They give their lives, limbs and peace of mind so that we can taste a measure of freedom. They spend time away from their families, and if overseas, see horrific things while in combat. The scars veterans have, whether seen or hidden, may be borne in silence.
Some soldiers return to school. There they face complications that most students would never think of. With this in mind, we are proud to present our new feature “Soldiers to Scholars.”
Soldiers are often hailed as the heroes in a battle situation. But when the battle is done, the war is over, and it’s time to come home, they must discover who they are. Returning to civilian life is by no means easy for most.
When visitors enter the Student Center and approach the information desk, they may be greeted by a tall young man with a warm smile and arm tattoos. Rhys McMahon, as an ambassador for Diana Kelly at the front desk, happily greets, directs and assists those who call in or stop by. As the president of UCC’s Veterans Club, McMahon is a newcomer to the campus who began his schooling here in 2016.
However, McMahon’s journey didn’t begin here. He describes his life prior to attending UCC as “a whirlwind of experiences.” Born in California, raised in the Ohio state foster care system from the time he was two months old, McMahon is no stranger to struggles. He remained in the system until he enlisted in the U.S. Army. State-side, he was with the 101st Airborne Division for seven years. “My first deployment was from 2007 to 2009 in Iraq, a little south of Baghdad. In Afghanistan, I was part of the main surge that went in and took control of Kandahar, Afghanistan during 2010- 2011.”
As a combat engineer in Afghanistan, McMahon saw the battle of life and death take place right before his eyes. His voice shakes with emotion as he relates the events that still take a toll on him today. “It was a big operation that was there. My brigade alone lost 65 service members. I personally lost my team leader.”
Like many survivors of a traumatic event, McMahon suffers from survivors’ guilt, especially from the loss of his team leader. “I was actually the person who pronounced him dead in the combat zone,” said McMahon. As a result, McMahon was diagnosed with “fog of war,” a term used when a soldier has trouble remembering events during combat. “When I jumped into the room and I rolled him over, I knew right then that he was dead. I’m pretty sure he took the blast to the face, but I can’t remember it. My mind can’t comprehend it. He was my friend, my mentor and leader. I’ve had to overcome that everyday.”
Coming back state-side, the trauma continued. Now dealing with brain damage and PTSD, life is very different for McMahon. Mental health professionals say that post-traumatic stress disorder doesn’t simply vanish once soldiers return home. “Hearing kids cry would be a trigger. Those things that most people don’t realize veterans struggle with,” McMahon said. “It is very, very difficult. And we won’t talk about it unless it is to one another.”

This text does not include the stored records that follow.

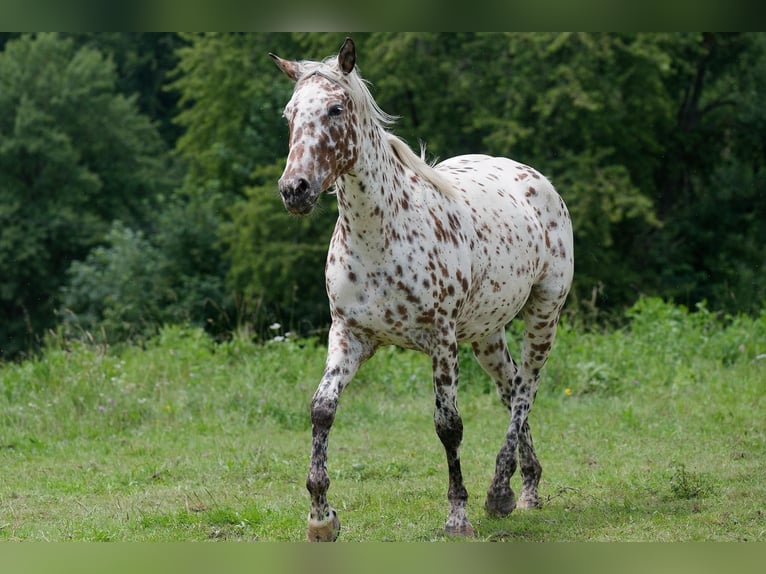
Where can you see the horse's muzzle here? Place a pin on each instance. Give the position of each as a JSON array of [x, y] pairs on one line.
[[298, 195]]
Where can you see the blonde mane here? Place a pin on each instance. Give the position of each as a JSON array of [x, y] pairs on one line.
[[359, 92]]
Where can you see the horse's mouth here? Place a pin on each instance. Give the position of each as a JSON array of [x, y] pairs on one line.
[[300, 205]]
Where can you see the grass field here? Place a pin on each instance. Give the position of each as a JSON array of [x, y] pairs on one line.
[[654, 432]]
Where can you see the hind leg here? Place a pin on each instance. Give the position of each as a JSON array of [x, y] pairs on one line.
[[493, 356], [517, 388], [530, 470], [541, 315]]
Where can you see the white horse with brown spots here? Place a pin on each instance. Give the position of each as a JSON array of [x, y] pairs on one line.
[[424, 258]]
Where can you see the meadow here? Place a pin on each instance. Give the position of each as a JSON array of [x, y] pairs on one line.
[[654, 431]]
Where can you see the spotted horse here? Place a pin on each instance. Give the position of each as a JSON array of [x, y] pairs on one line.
[[424, 257]]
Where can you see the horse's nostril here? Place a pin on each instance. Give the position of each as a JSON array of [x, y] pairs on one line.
[[301, 186]]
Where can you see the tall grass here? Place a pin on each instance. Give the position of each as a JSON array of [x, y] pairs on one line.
[[650, 432]]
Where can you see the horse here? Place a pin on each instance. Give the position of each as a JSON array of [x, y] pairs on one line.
[[424, 257]]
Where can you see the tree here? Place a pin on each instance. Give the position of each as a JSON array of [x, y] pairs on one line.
[[74, 155]]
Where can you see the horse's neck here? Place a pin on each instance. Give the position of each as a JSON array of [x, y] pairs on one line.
[[369, 194]]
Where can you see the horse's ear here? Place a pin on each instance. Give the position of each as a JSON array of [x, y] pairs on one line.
[[292, 70], [347, 56]]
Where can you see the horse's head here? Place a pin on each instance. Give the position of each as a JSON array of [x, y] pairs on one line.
[[322, 120]]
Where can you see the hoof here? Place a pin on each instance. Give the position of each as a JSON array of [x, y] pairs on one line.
[[500, 505], [324, 531], [462, 529]]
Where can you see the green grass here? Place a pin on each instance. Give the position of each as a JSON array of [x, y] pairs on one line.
[[654, 432]]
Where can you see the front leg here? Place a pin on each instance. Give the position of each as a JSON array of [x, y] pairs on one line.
[[344, 355]]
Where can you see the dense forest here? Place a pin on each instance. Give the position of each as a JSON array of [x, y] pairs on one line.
[[138, 171]]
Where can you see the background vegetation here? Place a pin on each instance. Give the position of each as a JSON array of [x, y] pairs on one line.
[[652, 432], [143, 247], [138, 171]]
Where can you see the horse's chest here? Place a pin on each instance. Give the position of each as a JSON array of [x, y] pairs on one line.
[[396, 295]]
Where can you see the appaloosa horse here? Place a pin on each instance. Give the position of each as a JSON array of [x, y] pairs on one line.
[[424, 257]]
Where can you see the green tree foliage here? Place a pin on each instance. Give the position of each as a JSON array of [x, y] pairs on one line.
[[135, 283], [277, 260], [74, 155], [657, 142]]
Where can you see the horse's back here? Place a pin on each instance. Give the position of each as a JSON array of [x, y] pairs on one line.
[[523, 229]]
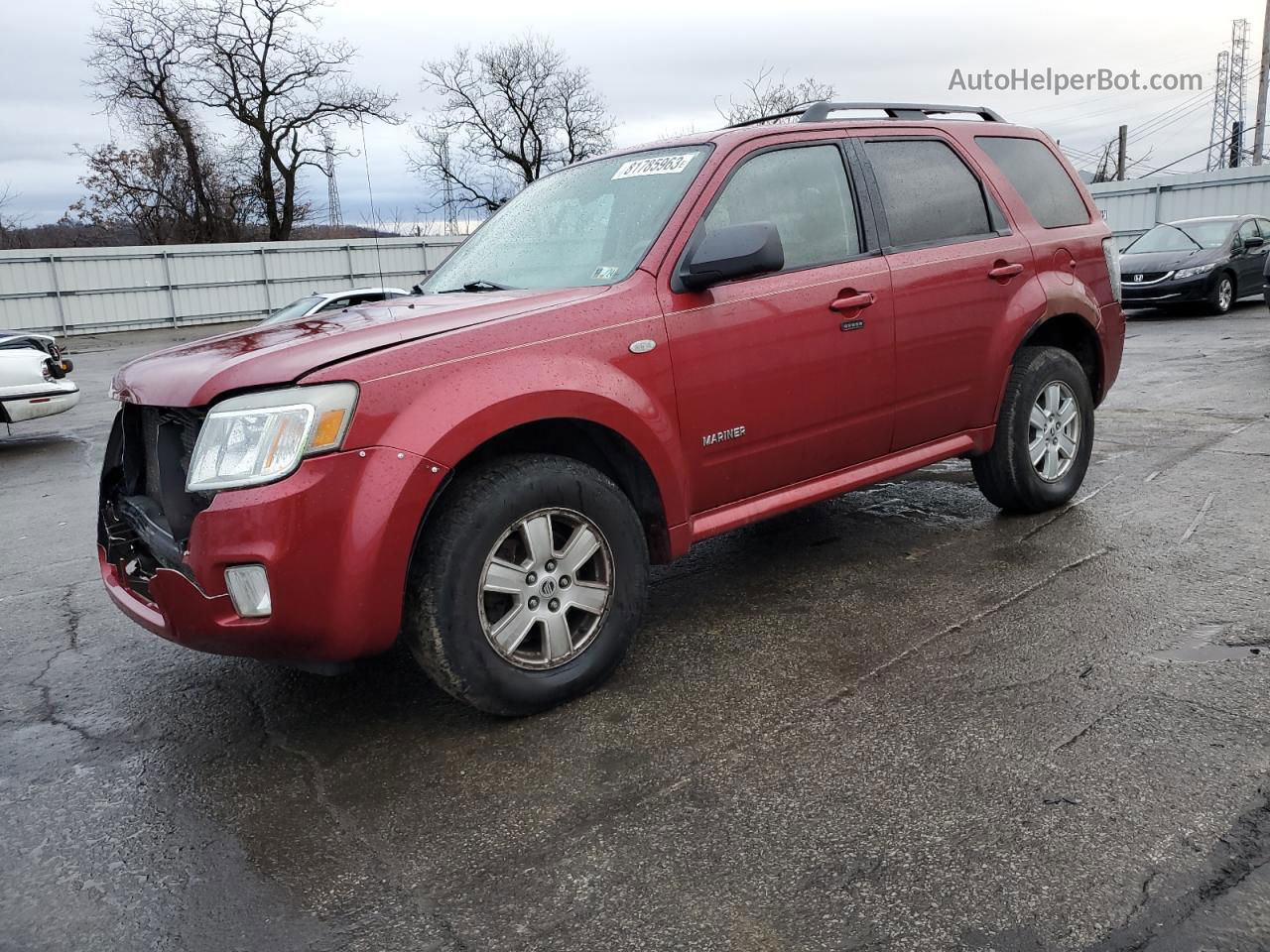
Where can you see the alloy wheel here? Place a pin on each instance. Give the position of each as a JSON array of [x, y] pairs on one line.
[[1055, 431], [547, 588]]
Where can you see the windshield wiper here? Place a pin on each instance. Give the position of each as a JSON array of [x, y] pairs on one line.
[[476, 286]]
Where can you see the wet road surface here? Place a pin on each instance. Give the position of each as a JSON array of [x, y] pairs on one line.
[[893, 721]]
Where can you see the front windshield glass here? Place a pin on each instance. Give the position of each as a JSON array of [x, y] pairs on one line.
[[296, 308], [1183, 236], [587, 225]]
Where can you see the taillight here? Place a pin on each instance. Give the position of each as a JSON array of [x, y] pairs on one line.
[[1112, 254]]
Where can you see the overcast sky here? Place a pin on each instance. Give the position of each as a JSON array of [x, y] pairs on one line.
[[661, 66]]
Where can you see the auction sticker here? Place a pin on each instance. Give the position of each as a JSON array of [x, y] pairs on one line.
[[657, 166]]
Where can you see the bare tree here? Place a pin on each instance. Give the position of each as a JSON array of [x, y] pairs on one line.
[[509, 113], [172, 67], [9, 223], [150, 188], [259, 62], [143, 64], [771, 95]]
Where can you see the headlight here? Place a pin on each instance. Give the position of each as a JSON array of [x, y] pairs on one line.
[[1193, 272], [262, 436]]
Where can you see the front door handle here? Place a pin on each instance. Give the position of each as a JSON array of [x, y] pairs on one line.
[[1005, 272], [852, 302]]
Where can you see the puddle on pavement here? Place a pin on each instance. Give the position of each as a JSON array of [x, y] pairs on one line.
[[1216, 643]]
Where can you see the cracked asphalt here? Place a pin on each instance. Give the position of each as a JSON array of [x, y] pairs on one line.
[[896, 720]]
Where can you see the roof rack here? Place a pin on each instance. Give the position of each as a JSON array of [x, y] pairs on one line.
[[820, 112]]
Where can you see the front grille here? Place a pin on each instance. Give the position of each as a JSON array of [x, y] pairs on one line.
[[146, 513]]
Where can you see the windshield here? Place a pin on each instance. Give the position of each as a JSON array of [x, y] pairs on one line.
[[587, 225], [1183, 236], [296, 308]]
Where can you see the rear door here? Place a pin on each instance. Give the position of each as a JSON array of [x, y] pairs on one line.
[[779, 376], [955, 268]]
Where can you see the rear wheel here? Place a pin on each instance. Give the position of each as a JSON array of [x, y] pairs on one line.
[[1044, 433], [529, 584], [1220, 298]]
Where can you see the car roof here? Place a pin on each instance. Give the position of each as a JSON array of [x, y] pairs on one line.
[[1211, 217], [733, 135], [356, 291]]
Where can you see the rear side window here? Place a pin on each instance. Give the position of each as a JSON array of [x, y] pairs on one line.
[[1039, 178], [928, 191], [804, 193]]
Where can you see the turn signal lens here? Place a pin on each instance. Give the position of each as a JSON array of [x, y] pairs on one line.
[[327, 429]]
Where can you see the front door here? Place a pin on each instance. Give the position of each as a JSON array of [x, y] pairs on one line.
[[786, 376]]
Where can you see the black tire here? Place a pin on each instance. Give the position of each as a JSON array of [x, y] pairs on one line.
[[1006, 474], [444, 611], [1219, 302]]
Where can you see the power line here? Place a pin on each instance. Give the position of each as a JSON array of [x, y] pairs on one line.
[[1241, 134]]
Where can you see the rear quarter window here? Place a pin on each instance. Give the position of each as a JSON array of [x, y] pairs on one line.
[[1039, 178], [928, 191]]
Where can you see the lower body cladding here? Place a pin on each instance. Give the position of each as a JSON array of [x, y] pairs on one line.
[[321, 558]]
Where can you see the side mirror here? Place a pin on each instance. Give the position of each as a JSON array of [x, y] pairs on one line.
[[734, 252]]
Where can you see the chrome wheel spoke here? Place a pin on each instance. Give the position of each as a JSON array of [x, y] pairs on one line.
[[538, 537], [512, 629], [1067, 413], [502, 575], [1052, 462], [588, 597], [581, 544], [558, 643], [1053, 398]]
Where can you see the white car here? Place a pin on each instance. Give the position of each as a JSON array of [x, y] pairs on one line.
[[318, 302], [33, 379]]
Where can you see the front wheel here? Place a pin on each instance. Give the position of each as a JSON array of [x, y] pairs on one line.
[[529, 584], [1044, 434]]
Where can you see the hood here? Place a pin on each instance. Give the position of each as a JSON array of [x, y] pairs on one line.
[[1151, 262], [195, 373]]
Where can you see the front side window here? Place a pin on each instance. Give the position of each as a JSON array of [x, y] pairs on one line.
[[1039, 178], [804, 193], [585, 225], [928, 191], [1182, 236]]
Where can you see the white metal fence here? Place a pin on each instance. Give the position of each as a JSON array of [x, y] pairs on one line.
[[90, 290], [1134, 206]]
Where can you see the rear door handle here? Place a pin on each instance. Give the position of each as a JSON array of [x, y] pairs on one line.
[[1005, 272], [853, 302]]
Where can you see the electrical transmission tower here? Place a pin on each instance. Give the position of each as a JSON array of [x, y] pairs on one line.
[[1229, 87], [447, 190], [334, 217]]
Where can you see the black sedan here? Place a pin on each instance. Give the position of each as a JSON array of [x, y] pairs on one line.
[[1206, 262]]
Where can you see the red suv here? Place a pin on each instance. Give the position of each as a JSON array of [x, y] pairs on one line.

After returning state-side in 2011, McMahon continued in the military service until he was honorably discharged in 2104. He attended Universal Technical Institute where he studied automotive technology as part of the Tech 1 program. Since the VA had yet to approve the Tech 2 program, he was placed in a program with all veterans. Being around the 11 other vets helped him feel more comfortable, and he graduated with a 4.0 GPA. “I was motivated,” McMahon said. “I was with friends, people who understood.”
McMahon, his fiancée Crystal and their almost two-year-old son Thomas then moved to Oregon in August 2016. Before starting school at UCC, McMahon was a stay-at-home dad, an experience he said “taught me patience.” His other son, nine-year-old Owen from a previous marriage, will be out to visit soon. McMahon describes his family as “my rock. It’s what keeps me grounded.” With a glowing smile, he says, “Being able to raise my son is a fantastic experience.”
Upon entering school again, McMahon found that the experiences here were different from his previous classes. “You can feel very hopeless as a veteran,” McMahon said. “I’ve wanted to quit on multiple occasions.” He related that he had to walk out of his Speech class a few days ago due to anxiety when on-the-spot speeches were announced.
Transitioning from being a stay-at-home dad hasn’t been easy. McMahon says that finding a purpose and helping others has kept him grounded and moving forward. He commends the atmosphere towards veterans here on campus. “The people who have helped me, Diana Kelly and other people here at campus, have really gone above and beyond to help me transition. If there is something I feel like I can’t do or I can’t control, I definitely have that resource that I can go to faculty or staff and say, ‘Hey, I don’t know what’s going on,’ and they will drop everything they are doing to help me cope.”
In addition, the veteran community has helped McMahon deal with personal issues. “They can relate, and we can also talk it out,” McMahon said.
An entry management major, McMahon feels that the military helped him find his niche in the business world. “I’m tired of working for people,” McMahon said. “The military helped me realize what a leader I was, not [just] leading people, but guiding and mentoring people.” McMahon has brought his leadership skills to UCC as the president of the Veterans Club. “Helping people is what I thrive on.”
In that spirit, he advises other campus veterans: “Get started. Utilize your resources. And don’t give up.” He recommends being active and “finding your niche, what motivates you.”